As shown in Fig. 6, the R2 of fitting result of the trend displacement with Gauss equation is 0.9956. The RMSE is 15.66, MSE is 254.44, and MAE is 13.11. The RMSE, MSE and MAE of periodic displacement prediction based on RF algorithm are 5.44; 29.58 and 3.01, respectively. The RMSE, MSE and MAE of periodic displacement prediction based on SVM algorithm are 8.76; 76.82 and 3.59, respectively. And the RMSE, MSE and MAE of accumulative displacement prediction based on GA-CEEMD-RF method are 17.47; 305.28 and 13.98. And the RMSE, MSE and MAE of accumulative displacement prediction based on GA-CEEMD-SVM model are 19.67; 387.10 and 14.57.

Fig. 6
3 fitted multi-line graphs of displacement value for 3 components from January 2010 to January 2017. The observed and predicted values based on S V M and R F rises in the trend component, fluctuates with peaks and dips in the periodic, and has ascending peaks in the accumulated component.

The fitting result of the trend displacement with Gauss equation; the periodic component prediction result based on RF model and SVM model; the accumulative displacement prediction results of GA-CEEMD-RF model and GA-CEEMD- SVM model (after Li et al. 2021)

As is known to all, the smaller the evaluation value, the better the model performance. Hence, the results comparison shows that both SVM model and RF model perform well on step-like landslide periodic component forecasting, but the GA-CEEMD-RF model possesses better prediction capacity than that of SVM model in general.

4 A Landslide Prediction Model Based on Transfer Learning

4.1 MFTL Model Construction

The monitoring system established in the Zigui basin can only cover the most destructive landslides due to manpower and equipment limitations. In addition, monitoring work interruption will cause data missing. Thus, a landslide of interest may lack training data, but data from other landslides located in neighboring areas or with the same deformation characteristics can potentially be available. According to engineering geological analogy (EGA) method, landslides occurring under the same geological conditions generally have similar deformation characteristics, but vary in size. In such cases, the transfer learning (TL) approach inspired by the EGA method provides a solution, as the knowledge gained from a landslide case with sufficient monitoring data can be applied to other landslides that lack adequate training data (Pan and Yang 2010; Yi and Gianfranco 2010; Weiss et al. 2016). Multi-feature fusion transfer learning (MFTL) method is novelty proposed to transfer the knowledge learned from Baijiabao landslides to Bazimen landslide and Baishuihe landslide for further forecasting.
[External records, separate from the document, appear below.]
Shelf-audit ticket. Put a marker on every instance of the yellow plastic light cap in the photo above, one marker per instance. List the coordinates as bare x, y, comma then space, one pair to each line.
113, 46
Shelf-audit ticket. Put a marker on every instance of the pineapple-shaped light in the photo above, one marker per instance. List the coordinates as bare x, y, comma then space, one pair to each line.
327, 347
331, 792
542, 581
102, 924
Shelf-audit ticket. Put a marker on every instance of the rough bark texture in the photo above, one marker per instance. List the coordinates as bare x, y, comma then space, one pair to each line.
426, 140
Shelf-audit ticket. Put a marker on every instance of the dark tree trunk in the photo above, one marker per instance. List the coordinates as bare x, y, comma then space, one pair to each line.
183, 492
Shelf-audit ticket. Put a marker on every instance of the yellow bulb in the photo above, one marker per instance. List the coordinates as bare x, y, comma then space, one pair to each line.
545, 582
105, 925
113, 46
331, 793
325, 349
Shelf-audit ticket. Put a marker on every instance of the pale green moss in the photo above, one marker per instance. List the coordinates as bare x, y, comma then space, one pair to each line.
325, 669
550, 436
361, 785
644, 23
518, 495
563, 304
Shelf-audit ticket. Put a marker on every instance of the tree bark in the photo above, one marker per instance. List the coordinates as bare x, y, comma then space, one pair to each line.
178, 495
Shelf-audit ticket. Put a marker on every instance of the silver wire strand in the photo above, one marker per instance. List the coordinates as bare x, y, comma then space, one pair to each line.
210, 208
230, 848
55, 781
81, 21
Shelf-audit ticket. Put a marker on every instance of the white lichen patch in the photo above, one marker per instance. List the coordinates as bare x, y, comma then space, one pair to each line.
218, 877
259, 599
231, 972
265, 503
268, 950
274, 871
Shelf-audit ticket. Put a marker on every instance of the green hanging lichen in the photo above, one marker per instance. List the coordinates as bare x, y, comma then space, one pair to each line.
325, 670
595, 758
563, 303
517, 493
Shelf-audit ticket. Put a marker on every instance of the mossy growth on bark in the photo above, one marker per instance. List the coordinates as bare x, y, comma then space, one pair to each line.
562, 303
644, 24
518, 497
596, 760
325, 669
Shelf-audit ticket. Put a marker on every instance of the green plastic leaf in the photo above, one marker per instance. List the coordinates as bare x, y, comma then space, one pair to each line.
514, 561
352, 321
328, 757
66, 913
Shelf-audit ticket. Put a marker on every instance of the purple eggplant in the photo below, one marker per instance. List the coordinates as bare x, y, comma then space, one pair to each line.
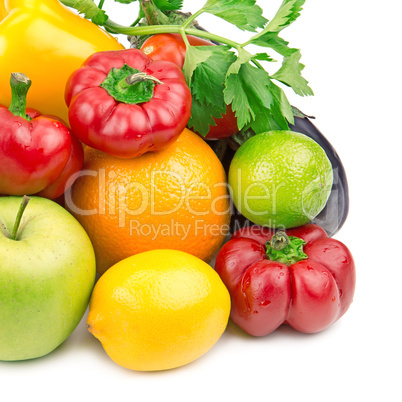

The evolution process of hydrodynamic pressure-driven landslides is affected by complex factors that cannot be simply expressed by a single variable (Liu et al. 2020). Hence, the landslide evolution state is proposed to represent the relationship between deformation and external factors. The process of multi-feature space projection and landslide evolution states construction is shown as follows: (Fig. 7) (Long et al. 2022):

  1. 1.

    The landslide evolution state (St) at time t is defined as a continuous response deviation:

$$ {S}_t=\left[\begin{array}{ccc}{R}_t& {R}_{t-1}& {R}_{t-2}\\ {}{K}_t& {K}_{t-1}& {K}_{t-2}\\ {}\varDelta {W}_t& \varDelta {W}_{t-1}& \varDelta {W}_{t-2}\end{array}\right] $$
(5)

It is composed of consecutive incentive conditional space (\( X=\left[\begin{array}{cccc}{R}_t& {R}_{t-1}& \cdots & {R}_0\\ {}{K}_t& {K}_{t-1}& \cdots & {K}_0\end{array}\right] \)) and sensitive states (ΔWt = Wt' − Wt), where R refers to the monthly accumulative precipitation and K refers to the variation velocity of reservoir water level. The landslide incentive conditional space (X) and displacement (ωt) are projected into Dynamic-Kernel Hilbert Space (DKHS) through different projection functions f1(x) and f2(w).Wt is the projection of displacement in the conditional space at time t. Wt' is the projection of displacement at time t. The difference in post-projection displacement is defined as the sensitivity state (ΔWt) at time t under the current excitation conditions.

  1. 2.

    The distance \( \left(R{D}_{S_{t_1}{S}_{t_2}}\right) \) is used to measure the similarity of landslide evolution states \( {S}_{t_1} \) and \( {S}_{t_2} \) at times t1 and t2, and it is defined as follows:

$$ R{D}_{S_{t_1}{S}_{t_2}}=\sqrt{\sum \limits_{k=0}^2\left({\left|{R}_{t_1-k}-{R}_{t_2-k}\right|}^2+{\left|{K}_{t_1-k}-{K}_{t_2-k}\right|}^2+{\left|\varDelta {W}_{t_1-k}-\varDelta {W}_{t_2-k}\right|}^2\right)} $$
(6)

where \( {R}_{t_1-k} \), \( {R}_{t_2-k} \), \( {K}_{t_1-k} \), and \( {K}_{t_2-k} \) denote incentive condition factors \( {R}_{t_1} \) and \( {R}_{t_2} \), \( {K}_{t_1} \) and \( {K}_{t_2} \) at time t − k, respectively. \( \varDelta {W}_{t_1-k} \) and \( \varDelta {W}_{t_2-k} \) denote the sensitivity states \( \varDelta {W}_{t_1} \) and \( \varDelta {W}_{t_2} \) at time t − k, respectively.

  1. 3.

    The class centroids (CS) is defined as the average distance from every landslide evolution state. The class centroids are defined as follows:

$$ C{S}_{N_i}=\frac{1}{M_i}\sum \limits_{j=1}^{M_i}\left({S}_{t_j}\right) $$
(7)

where N refers to the kinds of landslide deformation states. In this paper, the mutation state and creep state are taken into consideration. The default value of is equals to 2. One of the landslide deformation states Ni includes Mi landslide evolution states.

Fig. 7
An illustrated flowchart of the M F T L model for landslide displacement prediction. It includes calculating the baseline response and displacement projection, followed by the M F T L strategy of plotting projection function on a classification hyperplane and a backward transfer strategy.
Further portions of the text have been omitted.